Unfortunately this is another book that I read a while ago but as uni began to get in the way, had to put off reviewing for a while. However, now I’m back into blogging again. Monument 14 intrigued me from the moment I heard about it for two main reasons:
- I do love my apocalyptic YA and fiction.
- It’s about teenagers staying in a supermarket after an apocalyptic storm. How awesome does that sound? Let’s face it, with the prevalence of alcohol, junk food and general survival supplies, it might not be a bad place to hole up in the apocalypse.
Therefore, I was really pleased when I received a review copy and finally got to read Monument 14. While it transpired it wasn’t always quite what I expected, I found it an enjoyable read.
I loved the setting of Monument 14 and think it was such a great place for the book. The setting worked so well and was a unique factor for the book. The only thing that initially didn’t work so well for me was the subsequent ‘cloud’ and the addition of the engineered effects that kept them inside the store. While I can understand why in terms of plot progression this was added in, one my first reading I wasn’t so sure if it personally worked for me and at times the characters felt a little underdeveloped. That said, I read Monument 14 in almost one sitting and thought some ideas of the controversial aforementioned chemical cloud, such as the differing reactions to it, were interesting.
While there are over a dozen characters within the superstore and story, Laybourne focuses on the story of a few of the older teenagers, in particular Dean.
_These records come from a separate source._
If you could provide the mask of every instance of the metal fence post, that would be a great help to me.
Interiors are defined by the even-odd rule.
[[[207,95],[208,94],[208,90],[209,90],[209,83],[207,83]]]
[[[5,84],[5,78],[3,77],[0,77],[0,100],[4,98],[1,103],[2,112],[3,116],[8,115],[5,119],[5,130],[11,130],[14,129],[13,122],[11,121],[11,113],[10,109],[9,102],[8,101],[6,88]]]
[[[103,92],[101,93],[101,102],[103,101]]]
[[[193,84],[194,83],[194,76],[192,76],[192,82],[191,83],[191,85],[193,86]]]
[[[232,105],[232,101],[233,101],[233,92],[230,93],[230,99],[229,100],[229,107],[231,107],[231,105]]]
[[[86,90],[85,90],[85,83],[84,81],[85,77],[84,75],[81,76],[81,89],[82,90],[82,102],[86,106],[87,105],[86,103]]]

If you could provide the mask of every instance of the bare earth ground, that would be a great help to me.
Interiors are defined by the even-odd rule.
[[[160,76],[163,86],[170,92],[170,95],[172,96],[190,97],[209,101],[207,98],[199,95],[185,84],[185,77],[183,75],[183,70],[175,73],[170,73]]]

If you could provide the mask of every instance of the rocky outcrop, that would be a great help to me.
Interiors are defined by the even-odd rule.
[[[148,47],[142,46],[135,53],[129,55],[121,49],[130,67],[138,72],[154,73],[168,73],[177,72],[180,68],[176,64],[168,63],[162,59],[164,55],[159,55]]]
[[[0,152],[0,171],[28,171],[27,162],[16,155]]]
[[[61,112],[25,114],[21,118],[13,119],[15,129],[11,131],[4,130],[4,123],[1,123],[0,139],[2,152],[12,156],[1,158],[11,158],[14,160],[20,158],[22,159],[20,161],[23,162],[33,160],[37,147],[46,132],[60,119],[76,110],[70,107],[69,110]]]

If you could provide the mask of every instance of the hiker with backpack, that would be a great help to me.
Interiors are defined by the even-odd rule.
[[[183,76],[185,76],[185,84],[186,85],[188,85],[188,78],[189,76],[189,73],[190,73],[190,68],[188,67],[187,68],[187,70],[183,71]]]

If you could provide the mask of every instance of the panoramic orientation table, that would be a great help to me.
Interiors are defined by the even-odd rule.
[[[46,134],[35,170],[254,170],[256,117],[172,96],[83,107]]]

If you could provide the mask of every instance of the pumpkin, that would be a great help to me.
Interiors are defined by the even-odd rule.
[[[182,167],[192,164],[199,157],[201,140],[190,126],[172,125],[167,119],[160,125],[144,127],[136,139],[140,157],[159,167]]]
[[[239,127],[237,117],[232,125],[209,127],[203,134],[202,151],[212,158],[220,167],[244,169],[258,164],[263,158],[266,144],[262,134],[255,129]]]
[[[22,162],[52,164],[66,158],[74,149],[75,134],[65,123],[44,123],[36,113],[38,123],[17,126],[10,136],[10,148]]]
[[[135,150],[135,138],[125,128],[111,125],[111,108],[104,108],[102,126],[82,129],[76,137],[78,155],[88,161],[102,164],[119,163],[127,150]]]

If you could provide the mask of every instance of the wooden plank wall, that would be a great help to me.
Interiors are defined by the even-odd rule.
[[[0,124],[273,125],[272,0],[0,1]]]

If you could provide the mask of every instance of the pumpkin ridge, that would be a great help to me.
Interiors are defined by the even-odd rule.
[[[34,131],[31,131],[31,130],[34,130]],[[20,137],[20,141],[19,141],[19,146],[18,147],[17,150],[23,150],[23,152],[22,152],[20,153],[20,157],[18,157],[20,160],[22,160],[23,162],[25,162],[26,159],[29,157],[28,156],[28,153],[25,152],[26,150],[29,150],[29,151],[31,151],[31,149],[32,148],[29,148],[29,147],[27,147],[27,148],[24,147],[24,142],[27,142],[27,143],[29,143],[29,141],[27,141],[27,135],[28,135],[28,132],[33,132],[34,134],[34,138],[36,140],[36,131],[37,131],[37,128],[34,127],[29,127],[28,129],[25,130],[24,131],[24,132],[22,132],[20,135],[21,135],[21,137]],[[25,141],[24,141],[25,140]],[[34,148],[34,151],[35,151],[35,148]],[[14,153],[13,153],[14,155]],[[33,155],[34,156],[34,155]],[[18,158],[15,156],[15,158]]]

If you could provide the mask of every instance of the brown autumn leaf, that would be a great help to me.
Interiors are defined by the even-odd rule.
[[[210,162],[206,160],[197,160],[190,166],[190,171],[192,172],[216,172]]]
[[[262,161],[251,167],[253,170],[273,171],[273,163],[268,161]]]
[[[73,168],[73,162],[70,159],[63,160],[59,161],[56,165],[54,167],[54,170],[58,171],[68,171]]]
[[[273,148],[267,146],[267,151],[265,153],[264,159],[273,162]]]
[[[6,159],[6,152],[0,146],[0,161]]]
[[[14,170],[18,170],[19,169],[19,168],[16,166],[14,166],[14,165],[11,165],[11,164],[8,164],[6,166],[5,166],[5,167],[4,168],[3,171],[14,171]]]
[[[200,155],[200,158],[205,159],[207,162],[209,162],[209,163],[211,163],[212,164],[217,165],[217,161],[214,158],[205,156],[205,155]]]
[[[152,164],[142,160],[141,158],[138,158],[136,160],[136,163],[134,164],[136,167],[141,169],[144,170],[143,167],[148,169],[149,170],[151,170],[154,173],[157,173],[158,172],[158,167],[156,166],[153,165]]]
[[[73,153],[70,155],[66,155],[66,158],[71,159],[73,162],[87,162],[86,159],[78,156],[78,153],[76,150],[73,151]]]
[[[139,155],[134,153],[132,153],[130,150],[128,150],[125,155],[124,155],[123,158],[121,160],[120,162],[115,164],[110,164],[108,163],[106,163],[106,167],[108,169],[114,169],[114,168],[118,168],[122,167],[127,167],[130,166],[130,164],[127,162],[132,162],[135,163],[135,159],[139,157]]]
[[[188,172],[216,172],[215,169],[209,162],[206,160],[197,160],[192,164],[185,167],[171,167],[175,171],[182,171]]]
Dean is perhaps one of the more realistic male protagonists I’ve seen in YA. He isn’t always likeable, especially around Astrid-his crush- who at one point he borders on voyeuristic around- however he is not completely alienating which is a good thing. Astrid was probably the most interesting character for me to read and she felt slightly more developed than some of the rest of the cast of supermarket survivors.
While not perfect, I found Monument 14 a solid, enjoyable read and promising debut that fans of disaster and apocalyptic YA fiction would definitely enjoy. I definitely keep will an eye out for the sequel, especially as Laybourne leaves us not with an explicit cliffhanger but with a thread I want to pursue and read more of.
I received a free review copy from Hachette Children’s Books. As always my review is honest and not affected by the method in which I obtain the book.